Implementing Causal Graph RAG to Enhance Multi-Hop Reasoning and Root-Cause Analysis

A new approach to Retrieval-Augmented Generation (RAG) leverages directed causal graphs instead of traditional text chunking, resulting in a +0.33 performance increase on multi-hop queries when paired with Claude Haiku.

Moving Beyond Flat RAG Architectures

Traditional RAG systems typically rely on "flat" indexing, where documents are split into discrete chunks and retrieved via vector similarity. While effective for simple fact retrieval, this methodology often fails when addressing complex queries—specifically those asking "what ultimately caused X?". In such cases, the cause and the effect frequently reside in separate chunks without shared vocabulary, creating a retrieval gap that prevents the LLM from connecting the dots.

The Causal Graph Approach

To solve this limitation, a novel system has been developed that constructs a directed causal graph from source documents rather than utilizing standard chunking. By mapping relationships as edges within a graph, the system can traverse the chain of causality. When a query requires root-cause analysis, the system follows these graph edges to retrieve the full causal chain, ensuring that logically linked information is captured regardless of whether the text shares similar embeddings.
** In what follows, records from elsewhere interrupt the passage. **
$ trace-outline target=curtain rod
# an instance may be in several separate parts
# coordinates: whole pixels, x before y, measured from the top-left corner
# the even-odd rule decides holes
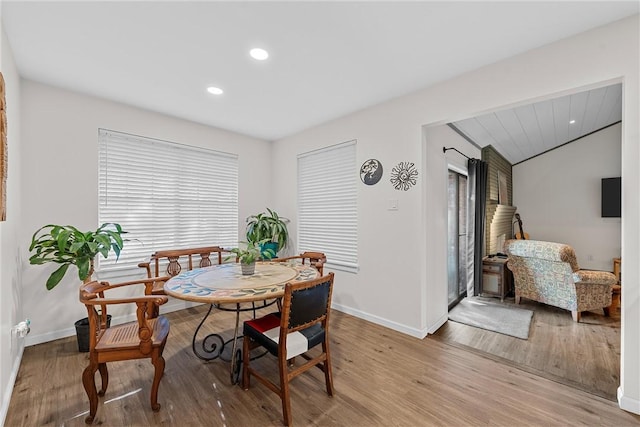
[[[477,160],[477,159],[472,159],[471,157],[467,156],[466,154],[464,154],[464,153],[463,153],[463,152],[461,152],[461,151],[458,151],[458,149],[457,149],[457,148],[453,148],[453,147],[449,147],[449,148],[442,147],[442,152],[443,152],[443,153],[446,153],[446,152],[447,152],[447,150],[454,150],[454,151],[456,151],[456,152],[458,152],[458,153],[462,154],[463,156],[465,156],[465,157],[466,157],[467,159],[469,159],[469,160]]]

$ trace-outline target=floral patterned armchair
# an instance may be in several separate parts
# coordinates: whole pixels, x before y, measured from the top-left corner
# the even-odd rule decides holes
[[[603,309],[609,315],[611,286],[616,277],[606,271],[580,270],[569,245],[537,240],[508,240],[504,250],[513,272],[516,304],[528,298],[570,310],[580,321],[583,311]]]

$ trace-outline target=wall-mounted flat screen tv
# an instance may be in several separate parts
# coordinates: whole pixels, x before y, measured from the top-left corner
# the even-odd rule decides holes
[[[622,212],[622,179],[602,178],[602,217],[620,218]]]

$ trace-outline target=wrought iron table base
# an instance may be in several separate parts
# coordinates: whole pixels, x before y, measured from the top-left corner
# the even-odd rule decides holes
[[[206,361],[220,358],[225,362],[231,362],[231,366],[229,368],[229,378],[231,380],[231,384],[237,384],[240,379],[240,366],[242,364],[242,350],[238,348],[238,339],[242,338],[242,335],[238,334],[238,327],[240,326],[240,313],[244,311],[253,311],[253,318],[255,319],[256,310],[269,307],[276,302],[277,300],[273,300],[270,302],[263,301],[259,306],[256,306],[255,303],[252,303],[251,307],[246,308],[240,307],[239,303],[235,304],[235,308],[223,307],[220,304],[210,304],[207,314],[205,314],[205,316],[202,318],[200,324],[193,333],[193,340],[191,341],[191,349],[193,350],[193,354],[195,354],[199,359]],[[214,307],[221,311],[235,311],[236,322],[233,329],[233,338],[225,340],[222,335],[212,333],[204,337],[204,339],[200,343],[201,348],[198,348],[198,345],[196,345],[198,332],[200,332],[200,329],[204,325],[204,322],[207,320]],[[229,343],[233,343],[233,345],[231,348],[231,356],[227,359],[224,357],[223,351],[225,346],[227,346]],[[254,356],[251,358],[251,360],[262,357],[266,353],[267,352],[264,352],[262,354]]]

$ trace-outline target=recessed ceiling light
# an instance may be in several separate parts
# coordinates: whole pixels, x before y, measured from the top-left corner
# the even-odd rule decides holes
[[[264,61],[269,57],[269,52],[264,49],[260,49],[259,47],[253,48],[249,51],[249,55],[253,59],[257,59],[258,61]]]
[[[215,87],[215,86],[209,86],[207,88],[207,92],[213,94],[213,95],[222,95],[224,93],[224,91],[222,89],[220,89],[219,87]]]
[[[569,120],[570,125],[574,124],[575,122],[576,122],[575,120]]]

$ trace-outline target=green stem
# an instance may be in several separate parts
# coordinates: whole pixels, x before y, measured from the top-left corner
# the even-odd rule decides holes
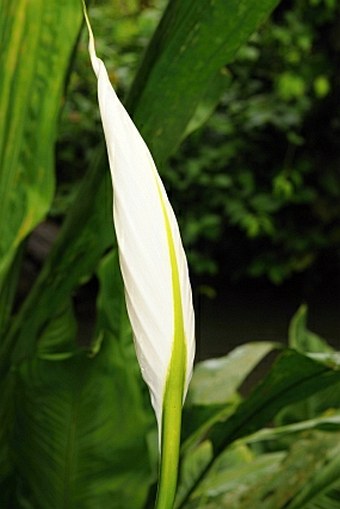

Benchmark Results and Evaluation

The system was evaluated using a benchmark of 54 questions across two complex domains: the subprime mortgage crisis and the Chernobyl disaster. The evaluation focused on three distinct question categories:

  • Fact Lookups: Simple retrieval of specific data points.
  • Multi-hop Queries: Questions requiring the synthesis of information from multiple sources.
  • Root-cause Analysis: Questions identifying the primary drivers of an event.

Using Claude Haiku for the generation phase, the Causal Graph RAG demonstrated a significant improvement of +0.33 on multi-hop queries compared to a standard flat RAG implementation.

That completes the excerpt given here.